Mais Cultura, Mais Expressão, artigo de Bruno Peron Loureiro
[EcoDebate] O governo federal do Brasil partiu de indicadores de desigualdades e exclusão (de como os brasileiros leem pouco ou raramente vão a museus, por exemplo) para elaborar a política do Mais Cultura. O Programa teve início em 4 de outubro de 2007 e reconhece a cultura como necessidade básica pelos mesmos princípios como nos alimentamos e nos vestimos.
A cultura, através do Programa mencionado, insere-se no rol de políticas sociais com a finalidade de reduzir as desigualdades e a pobreza. Gestores da cultura apropriam-se desta estratégia em políticas públicas na medida em que se ancora em âmbitos que recebem orçamentos maiores do governo, como educação e saúde. O orçamento do Mais Cultura foi de R$ 2,2 bilhões entre 2007 e 2010.
Notemos a diferença que existe entre uma demanda que se propõe a promover uma expressão cultural pouco conhecida da periferia, que poderia ser uma oficina de armação de pipas e técnicas de empiná-las, para atender aos caprichos de um grupo ou, diferentemente, se o pedido de financiamento governamental vier da mesma prática, mas com o argumento de que reduzirá o número de pedintes nos semáforos ou na entrada dos restaurantes. Qual das duas terá maior capacidade persuasiva?

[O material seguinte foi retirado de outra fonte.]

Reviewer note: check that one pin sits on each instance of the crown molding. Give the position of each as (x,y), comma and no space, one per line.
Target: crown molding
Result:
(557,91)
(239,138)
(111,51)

Este argumento reflete a abrangência e o atrativo de uma política cultural que depende dos usos que se podem atribuir a ela e que transcendam a mera expressão simbólica que residiria, por assim dizer, na beleza de ver uma pipa volitar no céu azul ou no sorriso de uma criança que ganhou os materiais (bambu, papel, linha, cola) para fazê-la.
O Programa Mais Cultura prevê a articulação de três dimensões: Cultura e cidadania; Cultura e cidades; Cultura e renda. O desenvolvimento econômico, destarte, não será o único aspecto contemplado. Ainda, busca-se a participação da sociedade civil para que manifeste suas carências e demandas em relação a aparatos e meios que viabilizem a expressão de suas culturas.
O Mais Cultura prevê acordos com instâncias municipais e estaduais de governo, organizações internacionais e de sociedade civil. A parceria com bancos (Banco do Brasil, Caixa Econômica Federal, Banco Nacional do Nordeste, Banco da Amazônia, Banco Nacional de Desenvolvimento Econômico e Social, Banco Interamericano de Desenvolvimento) se faz devido ao caráter público das instituições.
O conceito de “cidadania” vincula-se aos processos que ocorrem nas cidades e os direitos cívicos que nos garantem necessidades básicas, entre elas o de acesso a culturas e sua preservação ao longo das gerações. A noção de desenvolvimento que emana de instituições progressistas é a que foge da univalência do crescimento econômico e adota posições a favor da realização das potencialidades humanas. Desenvolvimento não seria sinônimo, deste modo, de aumento do Produto Interno Bruto, mudança da taxa de juros, alteração do padrão de empréstimos, ou concessão de créditos.
Não se alcançou, até o momento, o estágio desejado e muito menos o ideal normativo, uma vez que as notícias sobre o Ministério da Fazenda continuam encabeçando o que se define como importante dentro da categoria “Brasil” ou “Nacional” nos meios de comunicação, enquanto a crise financeira recheia os tópicos de “Internacional” ou “Mundo”, como se tudo estivesse em escombros.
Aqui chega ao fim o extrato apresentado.